How a rental deposit of 800 DM became 115,000 euros

by time news

Mith individual stocks no returns can be generated? Some financial advisors keep preaching about the one-time investment on the stock exchange, which private investors should ideally forget about immediately after the purchase, only to be delighted years later at the increase in value in their portfolio.

A curious legal dispute in Cologne shows that the sentence “the squirrel feeds with difficulty” is also particularly true on the capital market. This is about the issuance of a rental deposit. However, because this was reinvested in securities and remained untouched for decades, there was an incredible increase in value from almost 400 euros to 115,000 euros: That is 281 times!

In 1960, when the Federal Chancellor was still called Konrad Adenauer, banks were advising investors to take out a home savings contract or a savings book and the average monthly salary in West Germany was 263 euros according to the Federal Statistical Office (adjusted for inflation), a couple moved into a rented apartment in Cologne on the right bank of the Rhine. The landlord, a housing association, demanded a security deposit of 800 DM (about 409 euros today). According to the contract, the owner could now decide how he wanted to deal with the money, which gave him security for rent losses or damage to the apartment. Instead of depositing it in a deposit account, those responsible at the time decided to invest the sum in their own securities. The shares themselves were managed by a trustee.

Right to vote for landlords?

The highlight: according to the lease, the shares should be handed over when the tenants move out. But the housing association also retained the right to choose to pay out the nominal amount of DM 800 instead of the securities – i.e. without any interest, from which the tenants would usually have benefited in the case of a savings account, for example. For decades nobody bothered about this passage. In 2005, when the couple moved into another apartment owned by their landlord, the original deposit was included in the new lease.




Beginning in , the housing association paid annual amounts that were offset against rent and reported as “dividends” on tax returns. Almost 6,000 euros gross flowed to the elderly tenants, who were probably not aware of their role as “small shareholders”. The tenancy ended in mid-2018. But instead of shares “en de Täsch” – as they say in the Rhineland – the landlady wanted to invoke her right to vote. The daughter of the now deceased tenants was to receive 409 euros, i.e. the nominal value at the time.
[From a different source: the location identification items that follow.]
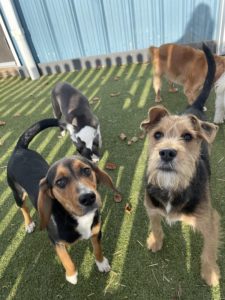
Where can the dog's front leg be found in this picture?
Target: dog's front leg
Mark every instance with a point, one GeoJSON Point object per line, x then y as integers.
{"type": "Point", "coordinates": [209, 227]}
{"type": "Point", "coordinates": [71, 273]}
{"type": "Point", "coordinates": [101, 261]}
{"type": "Point", "coordinates": [155, 238]}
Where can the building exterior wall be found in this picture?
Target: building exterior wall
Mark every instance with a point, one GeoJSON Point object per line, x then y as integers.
{"type": "Point", "coordinates": [59, 30]}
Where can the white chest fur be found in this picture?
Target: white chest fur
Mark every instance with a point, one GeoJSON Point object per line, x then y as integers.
{"type": "Point", "coordinates": [84, 225]}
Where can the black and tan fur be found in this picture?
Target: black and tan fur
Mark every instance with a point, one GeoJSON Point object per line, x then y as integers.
{"type": "Point", "coordinates": [178, 174]}
{"type": "Point", "coordinates": [65, 195]}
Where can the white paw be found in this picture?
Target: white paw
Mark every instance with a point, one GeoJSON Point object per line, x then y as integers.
{"type": "Point", "coordinates": [218, 121]}
{"type": "Point", "coordinates": [30, 227]}
{"type": "Point", "coordinates": [63, 133]}
{"type": "Point", "coordinates": [72, 279]}
{"type": "Point", "coordinates": [103, 266]}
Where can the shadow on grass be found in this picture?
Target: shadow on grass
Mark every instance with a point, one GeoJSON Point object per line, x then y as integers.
{"type": "Point", "coordinates": [30, 267]}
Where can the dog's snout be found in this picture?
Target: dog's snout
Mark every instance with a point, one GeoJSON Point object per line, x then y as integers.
{"type": "Point", "coordinates": [87, 199]}
{"type": "Point", "coordinates": [167, 155]}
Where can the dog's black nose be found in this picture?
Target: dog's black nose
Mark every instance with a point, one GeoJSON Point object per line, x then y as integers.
{"type": "Point", "coordinates": [87, 199]}
{"type": "Point", "coordinates": [167, 155]}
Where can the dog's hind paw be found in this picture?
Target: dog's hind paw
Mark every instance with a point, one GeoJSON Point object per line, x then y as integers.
{"type": "Point", "coordinates": [103, 266]}
{"type": "Point", "coordinates": [154, 244]}
{"type": "Point", "coordinates": [30, 227]}
{"type": "Point", "coordinates": [218, 121]}
{"type": "Point", "coordinates": [72, 279]}
{"type": "Point", "coordinates": [212, 276]}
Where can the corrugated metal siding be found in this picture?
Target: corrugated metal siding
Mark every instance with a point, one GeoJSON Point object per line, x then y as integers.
{"type": "Point", "coordinates": [65, 29]}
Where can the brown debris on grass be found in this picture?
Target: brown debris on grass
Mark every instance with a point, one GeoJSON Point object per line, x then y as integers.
{"type": "Point", "coordinates": [2, 123]}
{"type": "Point", "coordinates": [122, 136]}
{"type": "Point", "coordinates": [96, 98]}
{"type": "Point", "coordinates": [128, 208]}
{"type": "Point", "coordinates": [110, 166]}
{"type": "Point", "coordinates": [117, 197]}
{"type": "Point", "coordinates": [115, 94]}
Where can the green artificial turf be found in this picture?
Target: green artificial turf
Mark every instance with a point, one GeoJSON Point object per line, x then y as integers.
{"type": "Point", "coordinates": [29, 268]}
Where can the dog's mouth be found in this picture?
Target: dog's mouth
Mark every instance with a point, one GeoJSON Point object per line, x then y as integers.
{"type": "Point", "coordinates": [166, 167]}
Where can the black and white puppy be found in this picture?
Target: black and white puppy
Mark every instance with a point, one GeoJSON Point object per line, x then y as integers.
{"type": "Point", "coordinates": [83, 126]}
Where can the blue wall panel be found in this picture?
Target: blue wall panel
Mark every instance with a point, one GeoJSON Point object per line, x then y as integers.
{"type": "Point", "coordinates": [65, 29]}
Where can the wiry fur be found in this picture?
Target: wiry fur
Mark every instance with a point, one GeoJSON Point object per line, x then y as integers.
{"type": "Point", "coordinates": [178, 175]}
{"type": "Point", "coordinates": [185, 66]}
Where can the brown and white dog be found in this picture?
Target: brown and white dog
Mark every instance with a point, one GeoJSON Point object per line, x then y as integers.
{"type": "Point", "coordinates": [187, 66]}
{"type": "Point", "coordinates": [178, 174]}
{"type": "Point", "coordinates": [65, 195]}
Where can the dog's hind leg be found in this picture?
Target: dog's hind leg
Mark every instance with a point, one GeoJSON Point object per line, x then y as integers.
{"type": "Point", "coordinates": [172, 88]}
{"type": "Point", "coordinates": [58, 114]}
{"type": "Point", "coordinates": [71, 273]}
{"type": "Point", "coordinates": [219, 108]}
{"type": "Point", "coordinates": [157, 86]}
{"type": "Point", "coordinates": [20, 196]}
{"type": "Point", "coordinates": [101, 261]}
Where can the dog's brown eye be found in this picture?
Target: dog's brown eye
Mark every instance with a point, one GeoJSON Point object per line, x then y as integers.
{"type": "Point", "coordinates": [86, 172]}
{"type": "Point", "coordinates": [187, 137]}
{"type": "Point", "coordinates": [158, 135]}
{"type": "Point", "coordinates": [61, 183]}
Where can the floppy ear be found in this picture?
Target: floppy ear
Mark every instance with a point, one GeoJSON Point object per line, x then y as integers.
{"type": "Point", "coordinates": [205, 130]}
{"type": "Point", "coordinates": [155, 114]}
{"type": "Point", "coordinates": [44, 203]}
{"type": "Point", "coordinates": [104, 178]}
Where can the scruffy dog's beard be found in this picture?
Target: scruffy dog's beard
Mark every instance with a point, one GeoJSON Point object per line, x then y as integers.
{"type": "Point", "coordinates": [175, 176]}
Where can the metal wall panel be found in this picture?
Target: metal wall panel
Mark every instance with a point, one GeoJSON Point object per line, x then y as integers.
{"type": "Point", "coordinates": [65, 29]}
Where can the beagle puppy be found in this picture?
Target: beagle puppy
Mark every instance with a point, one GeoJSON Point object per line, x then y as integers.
{"type": "Point", "coordinates": [65, 195]}
{"type": "Point", "coordinates": [83, 126]}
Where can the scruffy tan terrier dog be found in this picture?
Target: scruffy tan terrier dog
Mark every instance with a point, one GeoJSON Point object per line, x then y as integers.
{"type": "Point", "coordinates": [178, 174]}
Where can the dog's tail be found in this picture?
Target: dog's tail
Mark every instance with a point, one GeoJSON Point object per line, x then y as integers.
{"type": "Point", "coordinates": [31, 132]}
{"type": "Point", "coordinates": [201, 99]}
{"type": "Point", "coordinates": [152, 52]}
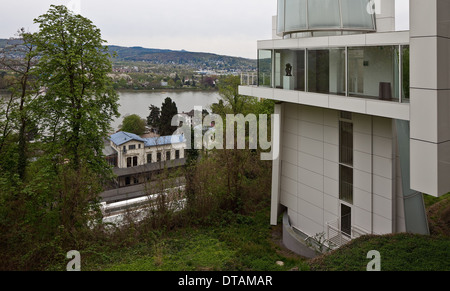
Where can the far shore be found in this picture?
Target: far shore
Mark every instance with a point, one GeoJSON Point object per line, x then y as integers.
{"type": "Point", "coordinates": [167, 90]}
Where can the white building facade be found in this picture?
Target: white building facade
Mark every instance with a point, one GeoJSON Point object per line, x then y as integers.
{"type": "Point", "coordinates": [364, 116]}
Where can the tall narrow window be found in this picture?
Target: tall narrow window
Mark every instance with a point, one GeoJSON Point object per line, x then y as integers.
{"type": "Point", "coordinates": [346, 184]}
{"type": "Point", "coordinates": [129, 162]}
{"type": "Point", "coordinates": [346, 158]}
{"type": "Point", "coordinates": [158, 157]}
{"type": "Point", "coordinates": [346, 143]}
{"type": "Point", "coordinates": [149, 158]}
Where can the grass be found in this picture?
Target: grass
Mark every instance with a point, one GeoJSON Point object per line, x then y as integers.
{"type": "Point", "coordinates": [249, 243]}
{"type": "Point", "coordinates": [243, 243]}
{"type": "Point", "coordinates": [399, 252]}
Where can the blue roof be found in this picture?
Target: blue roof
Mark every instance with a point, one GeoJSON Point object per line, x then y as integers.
{"type": "Point", "coordinates": [122, 137]}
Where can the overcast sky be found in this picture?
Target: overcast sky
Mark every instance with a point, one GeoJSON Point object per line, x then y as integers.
{"type": "Point", "coordinates": [229, 27]}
However, the woman was apparently aware of the market value of the shares. She went to the Cologne district court and demanded the return of the securities, which were worth around 115,000 euros at the time the lawsuit was filed in December 2021. A value in dispute that would otherwise be a reason for every district court to declare itself not competent. However, because it was a process from a residential tenancy for a Cologne apartment, there was factual jurisdiction, the court said in a statement.

During the oral hearing, the plaintiffs’ arguments convinced the court. In its judgment a few days ago, it found that the housing association’s right to choose, which was reserved in the original lease, was invalid. “The plaintiff is fundamentally entitled to the return of the rental security in the form of shares.” The district court refers to paragraph 551 of the German Civil Code (BGB) as justification. It stipulates that the tenant is entitled to income from the rent deposit, regardless of the form of investment chosen.

Plaintiff is entitled to price gains

These include not only the dividends paid out, but “also any price gains,” emphasizes the district court. Even if the BGB provision did not exist in 1960, it is applicable – because the tenants agreed in 2005 on the transfer of the old rent security and other agreements.

The plaintiff will have to wait for the rain of money from the “one-time investment” of her deceased parents. Because the judgment is not yet final. The housing association, whose name is not known, can still appeal (Az. 203 C 199/21).